I don't mind at all having a nuclear power plant upriver not particularly far from my home. It makes the electricity rates here noticeably less expensive than in many other parts of the country. That plant has been operating harmlessly for about four decades now.
After edit: indeed, I prefer having a nuclear power plant (somewhat) nearby to having a coal-burning power plant equally upstream and nearby, and prefer both to living without inexpensive electricity.
As the other poster said, it's better than living next to a coal burning plant. The coal burning plant would actually release more radioactive material into the environment than a nuclear power plant would.
I’ve heard this before, but is there any reason to think that the issue goes beyond the fact that CO2 has a higher natural level of radiation than H2O?

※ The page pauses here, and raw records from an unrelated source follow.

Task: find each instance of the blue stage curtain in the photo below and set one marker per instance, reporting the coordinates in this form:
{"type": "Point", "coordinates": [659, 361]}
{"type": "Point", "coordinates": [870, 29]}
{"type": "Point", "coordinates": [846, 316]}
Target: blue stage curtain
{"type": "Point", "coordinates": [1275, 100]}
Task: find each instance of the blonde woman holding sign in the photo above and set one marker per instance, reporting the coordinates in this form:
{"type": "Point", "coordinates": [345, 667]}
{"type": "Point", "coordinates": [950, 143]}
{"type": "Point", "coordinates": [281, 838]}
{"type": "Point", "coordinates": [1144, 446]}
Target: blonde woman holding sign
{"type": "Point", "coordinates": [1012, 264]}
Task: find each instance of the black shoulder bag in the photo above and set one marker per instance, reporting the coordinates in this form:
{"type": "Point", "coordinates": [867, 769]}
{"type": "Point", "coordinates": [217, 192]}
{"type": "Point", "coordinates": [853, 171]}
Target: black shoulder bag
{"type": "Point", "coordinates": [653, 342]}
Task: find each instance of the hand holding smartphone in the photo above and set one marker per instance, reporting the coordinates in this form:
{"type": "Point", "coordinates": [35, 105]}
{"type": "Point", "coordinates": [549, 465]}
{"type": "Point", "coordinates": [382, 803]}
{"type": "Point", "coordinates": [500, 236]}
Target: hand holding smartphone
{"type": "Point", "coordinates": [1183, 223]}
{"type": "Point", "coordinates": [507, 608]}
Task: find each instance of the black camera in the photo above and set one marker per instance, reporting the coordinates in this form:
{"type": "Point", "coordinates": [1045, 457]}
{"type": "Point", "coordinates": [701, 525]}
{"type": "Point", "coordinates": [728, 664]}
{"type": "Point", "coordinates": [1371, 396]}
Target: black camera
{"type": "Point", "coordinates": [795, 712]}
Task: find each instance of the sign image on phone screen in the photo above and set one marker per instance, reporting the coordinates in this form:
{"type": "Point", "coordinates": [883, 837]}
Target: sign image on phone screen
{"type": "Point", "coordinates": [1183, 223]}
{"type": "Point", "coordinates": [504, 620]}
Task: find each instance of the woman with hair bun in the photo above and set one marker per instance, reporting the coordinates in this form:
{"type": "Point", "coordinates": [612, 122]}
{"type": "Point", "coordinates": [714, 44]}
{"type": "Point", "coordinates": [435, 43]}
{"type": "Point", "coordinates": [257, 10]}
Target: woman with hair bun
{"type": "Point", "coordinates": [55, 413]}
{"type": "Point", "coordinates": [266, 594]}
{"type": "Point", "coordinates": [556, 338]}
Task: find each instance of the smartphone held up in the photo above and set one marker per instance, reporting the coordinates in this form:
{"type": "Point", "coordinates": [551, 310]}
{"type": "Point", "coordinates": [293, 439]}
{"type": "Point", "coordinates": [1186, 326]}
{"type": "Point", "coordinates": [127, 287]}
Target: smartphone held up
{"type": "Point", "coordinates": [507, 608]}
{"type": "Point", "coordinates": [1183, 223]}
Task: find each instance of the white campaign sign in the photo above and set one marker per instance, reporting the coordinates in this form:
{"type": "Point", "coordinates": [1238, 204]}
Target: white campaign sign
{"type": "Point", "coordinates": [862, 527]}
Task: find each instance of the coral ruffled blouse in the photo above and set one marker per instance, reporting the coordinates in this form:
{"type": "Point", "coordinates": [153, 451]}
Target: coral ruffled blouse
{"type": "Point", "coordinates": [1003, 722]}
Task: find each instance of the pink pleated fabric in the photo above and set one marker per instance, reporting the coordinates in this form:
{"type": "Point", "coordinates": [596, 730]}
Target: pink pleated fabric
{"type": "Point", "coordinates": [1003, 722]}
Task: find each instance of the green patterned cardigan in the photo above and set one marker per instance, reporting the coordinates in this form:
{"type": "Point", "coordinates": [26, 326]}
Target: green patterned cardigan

incomplete combustion\plenty of other stuff in the ground in it(heavy metals etc.). The smoke is not just CO2.
Plus " sulfur dioxide (SO2) and nitrogen oxides (NOx) are the primary causes of acid rain. In the US, About 2/3 of all SO2 and 1/4 of all NOx comes from electric power generation that relies on burning fossil fuels like coal."
http://www.policyalmanac.org/environment/archive/acid_rain.s...
and acid rain causes a number of environmental problems.
Actually that's not quite right. (I was just talking to an engineer who services nuclear reactors for a living about this.) Most of the spent fuel rods are left sitting in storage pools ("wet storage") next to the reactor. What you refer to, cask ("dry") storage, is the other option, but is not as prevalent due to cost and opposition to storing nuclear waste outside. Ironically wet storage is the less safe of the two, because mechanical failure could result in the coolant boiling off, at which point radiation would be released into the air. Apparently this scenario is outlined in one of those Discovery channel, "What would the world be like without humans" shows.
As I recall, wet and dry storage are not mutually exclusive. The usual scheme is to let the waste sit in wet storage until the shorter-lived isotopes have decayed away and the waste has become cool enough to move to dry cask storage.
After edit: indeed, I prefer having a nuclear power plant (somewhat) nearby to having a coal-burning power plant equally upstream and nearby, and prefer both to living without inexpensive electricity.